A change order (CO) is a change object that defines, evaluates, and implements changes to an existing object such as a part, structure, or product.

This page discusses:

See Also
In Other Guides
Creating a Change Order
Change Order Properties Page
Editing Change Order Details

When an object needs one or more changes, you use a CO to manage the changes. When you create a CO, a change action (CA) is generated and connected to the CO for each intended change.

A change order will have one or more change actions for the implementation of the changes. After all the changes are reviewed and approved, the change order moves to the approved state. Once the change order is completed, its associated change actions are completed. Change Management creates an approval route for routes that the change process creates regardless of whether you create a review route template or an approval route template.

A CO follows one of two lifecycles based on whether it is the formal change or the fast track policy. See Formal Change Lifecycle and Fast Track Change Lifecycle.

Child Change Orders

If a change is complex, you can break it into several child COs that are governed by a parent CO. Whether you can add a CO as a child to another depends on the policy of both:

  • A CO with the fast track change policy can have only child COs that have the fast track policy.
  • A CO with the formal change policy can have a combination of child COs that have either the fast track or formal change policy.

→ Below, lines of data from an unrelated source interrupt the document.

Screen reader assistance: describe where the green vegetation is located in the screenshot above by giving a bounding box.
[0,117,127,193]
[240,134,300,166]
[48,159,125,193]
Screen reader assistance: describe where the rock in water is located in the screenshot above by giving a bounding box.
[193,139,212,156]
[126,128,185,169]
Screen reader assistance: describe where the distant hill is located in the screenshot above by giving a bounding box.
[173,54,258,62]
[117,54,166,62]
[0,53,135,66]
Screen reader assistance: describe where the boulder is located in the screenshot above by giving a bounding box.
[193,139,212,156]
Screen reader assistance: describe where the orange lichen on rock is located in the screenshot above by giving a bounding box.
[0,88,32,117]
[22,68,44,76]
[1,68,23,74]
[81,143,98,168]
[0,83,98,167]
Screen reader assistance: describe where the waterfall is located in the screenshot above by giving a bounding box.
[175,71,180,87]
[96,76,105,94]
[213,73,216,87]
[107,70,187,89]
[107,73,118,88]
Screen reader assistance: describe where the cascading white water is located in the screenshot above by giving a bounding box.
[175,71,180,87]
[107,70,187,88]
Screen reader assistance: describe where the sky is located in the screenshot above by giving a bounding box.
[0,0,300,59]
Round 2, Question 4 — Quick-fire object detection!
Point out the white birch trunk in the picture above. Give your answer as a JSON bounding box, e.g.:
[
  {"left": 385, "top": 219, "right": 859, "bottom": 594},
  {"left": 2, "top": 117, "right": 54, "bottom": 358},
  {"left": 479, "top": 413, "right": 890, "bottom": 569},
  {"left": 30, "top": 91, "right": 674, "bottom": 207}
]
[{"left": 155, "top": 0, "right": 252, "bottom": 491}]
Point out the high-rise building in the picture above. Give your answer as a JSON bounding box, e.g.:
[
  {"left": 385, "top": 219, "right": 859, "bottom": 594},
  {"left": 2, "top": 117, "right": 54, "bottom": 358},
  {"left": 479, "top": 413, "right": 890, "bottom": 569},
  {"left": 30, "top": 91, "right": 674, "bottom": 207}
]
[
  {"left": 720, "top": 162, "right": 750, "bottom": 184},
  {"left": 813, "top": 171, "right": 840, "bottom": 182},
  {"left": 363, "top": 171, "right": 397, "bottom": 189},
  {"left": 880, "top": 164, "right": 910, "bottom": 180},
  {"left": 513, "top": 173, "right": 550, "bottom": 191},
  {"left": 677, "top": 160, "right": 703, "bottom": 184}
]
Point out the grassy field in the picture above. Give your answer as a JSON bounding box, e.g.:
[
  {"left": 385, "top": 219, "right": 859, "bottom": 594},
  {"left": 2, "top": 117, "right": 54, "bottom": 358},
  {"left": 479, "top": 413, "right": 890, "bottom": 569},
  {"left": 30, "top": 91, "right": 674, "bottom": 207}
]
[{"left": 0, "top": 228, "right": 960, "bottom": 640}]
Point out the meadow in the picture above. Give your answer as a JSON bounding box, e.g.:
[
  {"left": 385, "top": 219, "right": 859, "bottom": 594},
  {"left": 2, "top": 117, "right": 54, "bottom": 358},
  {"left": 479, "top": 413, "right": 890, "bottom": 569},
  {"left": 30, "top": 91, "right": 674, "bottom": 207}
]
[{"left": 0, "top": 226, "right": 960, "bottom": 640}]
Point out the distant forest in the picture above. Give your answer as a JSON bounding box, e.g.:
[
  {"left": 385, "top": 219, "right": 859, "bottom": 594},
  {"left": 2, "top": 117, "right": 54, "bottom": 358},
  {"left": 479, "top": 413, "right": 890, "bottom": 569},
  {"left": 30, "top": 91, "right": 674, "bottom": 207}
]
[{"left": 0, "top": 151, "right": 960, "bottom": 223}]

For either change policy, child COs can be added to a parent CO only when the parent is in the In Work state or earlier. A child can have only one parent and a child of its own but recursive parent-child relationships are not allowed. The parent is automatically promoted to the In Approval state when the last child CO or CA is promoted to the Approve state. If any child CO is either not approved or is canceled, the parent will not be promoted to In Approval. Promoting the parent CO to Completed will not complete its child COs. You must promote the child COs individually and manually. If one or more children cannot be promoted, the parent CO will not be promoted.

Change Order Applicability

You can assign applicability to a change order that is defined by product revision, manufacturing plan, units, or date. Change order applicability lets you manage changes that may be too large or impractical for a CA. For example, a change to a part may require changes in design and in manufacturing. In which case, the design and manufacturing organizations may each require a CA to implement the change. So, the CO may have an applicability of EXL[2014-2017], Design may have an applicability for CA1 of EXL[2016-2017] while Manufacturing has an applicability for CA2 of EXL[2017]. The applicability definitions for the CO, its child COs (if any), and its associated CAs are independent of each other.

Note: Applicability definitions are not transferred between the CO and CA or validated against each other.

Change Order Dependencies

Change objects that have dependent change objects cannot be completed until the dependent change objects are completed. Dependent change objects can be promoted to any state before the Completed state.

You cannot establish dependency between:

  • Two CAs that are governed by COs.
  • A CA that is governed by a CO and a CA that is not governed by CO.